On fait l’éloge de « son style naturel et gracieux et (de) ses harmonies pures », note Charles Burney, l’éminent historien de l’époque. Pour ses contemporains, il fut incontestablement le compositeur le plus aimé de son temps, et ce lorsque Haydn et Mozart étaient au sommet de leur carrière ! Vient ensuite l’époque romantique, et les œuvres de Kozeluch, pleinement ancrées dans le style galant classique, passent de mode et tombent dans l’oubli. Or tout récemment, l’intégrale de ses sonates pour piano a fait l’objet d’une édition pionnière menée par le grand spécialiste baroque Christopher Hogwood avant sa disparition. De cette cinquantaine de sonates, six ont été choisies pour leur niveau accessible et leur valeur pédagogique, et sont réunies ici dans un volume destiné aux grands débutants et aux amateurs du style classique
Ces six sonates font la part belle aux valeurs classiques: équilibre formel, lisibilité harmonique et symétrie de phrase. On tombe d’emblée sous le charme des mélodies élégantes, lesquelles s’écoulent facilement sous les doigts, même si quelques éclats virtuoses nous invitent à relever le défi. L’absence de doigtés, seul bémol de cette édition soignée, demande toutefois de solides connaissances de l’instrument et un suivi pédagogique. Malgré cela, l’écriture se montre parfaitement adaptée et naturelle, comme l’illustre la Sonate n°37, qui incarne l’esprit élégant et vif, si valorisé à l’époque. Vigueur et lyrisme s’allient dans les deux thèmes du premier mouvement; la main droite brille aux côtés d’une main gauche riche et tout aussi expressive.

Kozeluch
Édition intégrale des
Sonates pour clavier, vol. 3,
par Christopher
Hogwood (Bärenreiter)
Si l’architecture et le discours demeurent simples, cela permet à un débutant de saisir les bases théoriques grâce à la limpidité des idées. Kozeluch, qui trouvait les capacités expressives du piano-forte supérieures à celles du clavecin, se révèle maître d’une expression épurée et délicate, ce qui correspond parfaitement à la légèreté de son instrument préféré mais aussi à la clarté du piano moderne. Si Haydn, Mozart et Beethoven se démarquaient par une forte individualité de style, Kozeluch, avec les sonates, dessine un beau panorama du style classique, qui réunit des traits fondamentaux développés de manière beaucoup plus radicale par ses confrères.
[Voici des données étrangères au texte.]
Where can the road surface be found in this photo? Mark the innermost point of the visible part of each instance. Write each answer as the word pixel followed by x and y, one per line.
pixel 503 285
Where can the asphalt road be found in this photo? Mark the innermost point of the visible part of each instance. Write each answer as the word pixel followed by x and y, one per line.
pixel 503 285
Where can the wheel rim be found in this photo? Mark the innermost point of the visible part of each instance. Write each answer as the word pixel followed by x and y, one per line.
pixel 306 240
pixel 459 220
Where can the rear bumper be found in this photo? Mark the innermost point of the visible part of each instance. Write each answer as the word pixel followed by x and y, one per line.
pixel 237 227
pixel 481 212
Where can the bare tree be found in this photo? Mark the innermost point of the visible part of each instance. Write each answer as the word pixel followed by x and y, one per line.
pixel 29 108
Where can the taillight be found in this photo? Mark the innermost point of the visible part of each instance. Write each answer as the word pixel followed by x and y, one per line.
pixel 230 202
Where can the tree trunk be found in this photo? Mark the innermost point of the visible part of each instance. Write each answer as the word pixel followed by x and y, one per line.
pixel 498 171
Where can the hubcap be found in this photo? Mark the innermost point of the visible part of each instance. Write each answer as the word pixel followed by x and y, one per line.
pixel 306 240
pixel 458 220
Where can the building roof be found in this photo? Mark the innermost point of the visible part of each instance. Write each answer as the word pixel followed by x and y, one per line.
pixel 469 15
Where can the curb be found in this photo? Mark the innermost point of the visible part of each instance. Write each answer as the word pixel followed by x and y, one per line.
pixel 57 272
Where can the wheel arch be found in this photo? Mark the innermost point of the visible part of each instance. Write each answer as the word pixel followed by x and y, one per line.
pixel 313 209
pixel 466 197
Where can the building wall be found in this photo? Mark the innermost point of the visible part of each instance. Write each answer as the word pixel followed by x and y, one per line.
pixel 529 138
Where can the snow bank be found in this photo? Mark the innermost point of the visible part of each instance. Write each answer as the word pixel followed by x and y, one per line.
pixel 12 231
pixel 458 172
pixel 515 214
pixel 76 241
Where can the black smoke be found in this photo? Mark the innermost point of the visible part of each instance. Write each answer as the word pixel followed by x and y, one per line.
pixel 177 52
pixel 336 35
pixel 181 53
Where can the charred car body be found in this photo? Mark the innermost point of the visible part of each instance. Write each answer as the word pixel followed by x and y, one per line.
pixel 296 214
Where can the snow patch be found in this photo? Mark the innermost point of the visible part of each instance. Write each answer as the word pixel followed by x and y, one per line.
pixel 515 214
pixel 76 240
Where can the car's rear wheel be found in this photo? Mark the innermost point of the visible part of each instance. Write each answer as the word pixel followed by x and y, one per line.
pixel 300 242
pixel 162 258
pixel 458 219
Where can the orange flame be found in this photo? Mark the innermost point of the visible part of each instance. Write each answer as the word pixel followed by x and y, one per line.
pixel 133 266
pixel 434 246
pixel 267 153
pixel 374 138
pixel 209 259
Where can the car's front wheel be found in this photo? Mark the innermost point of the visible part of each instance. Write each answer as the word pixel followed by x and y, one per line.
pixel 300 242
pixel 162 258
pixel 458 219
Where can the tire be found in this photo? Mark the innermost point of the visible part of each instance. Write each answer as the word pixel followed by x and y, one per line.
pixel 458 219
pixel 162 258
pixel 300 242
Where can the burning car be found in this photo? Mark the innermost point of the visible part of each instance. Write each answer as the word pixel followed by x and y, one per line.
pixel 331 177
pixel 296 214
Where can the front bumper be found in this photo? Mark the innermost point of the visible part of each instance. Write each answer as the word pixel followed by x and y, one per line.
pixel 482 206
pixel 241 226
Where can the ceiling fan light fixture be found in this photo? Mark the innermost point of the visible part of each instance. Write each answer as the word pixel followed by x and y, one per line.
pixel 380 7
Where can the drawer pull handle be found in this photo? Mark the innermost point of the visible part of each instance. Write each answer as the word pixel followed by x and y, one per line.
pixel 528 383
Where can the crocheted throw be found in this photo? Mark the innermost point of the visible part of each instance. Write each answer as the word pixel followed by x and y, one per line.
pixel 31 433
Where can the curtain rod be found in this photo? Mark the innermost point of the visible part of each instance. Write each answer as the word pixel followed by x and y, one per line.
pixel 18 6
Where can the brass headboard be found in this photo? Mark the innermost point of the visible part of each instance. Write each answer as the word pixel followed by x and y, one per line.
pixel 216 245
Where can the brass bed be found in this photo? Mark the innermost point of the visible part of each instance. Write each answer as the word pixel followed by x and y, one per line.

On voit dans les trois dernières sonates de ce volume une plus grande profondeurd’expression et une complexité où l’on croit entendre le chant exquis de Mozart et l’humour pétillant de Haydn. L’année Beethoven nous donne l’heureuse occasion de découvrir le patrimoine musical de cette époque en puisant dans des répertoires moins connus mais tout aussi fascinants. À l’instar des enquêtes menées par Jean-Efflam Bavouzet (The Beethoven Connection), Rudolf Buchbinder (The Diabelli Project) et d’autres, plongeons-nous aussi dans l’histoire, au temps d’une période florissante où les compositeurs, aujourd’hui célèbres ou tombés dans l’oubli, portaient tous haut la pensée lumineuse du XVIIIe siècle.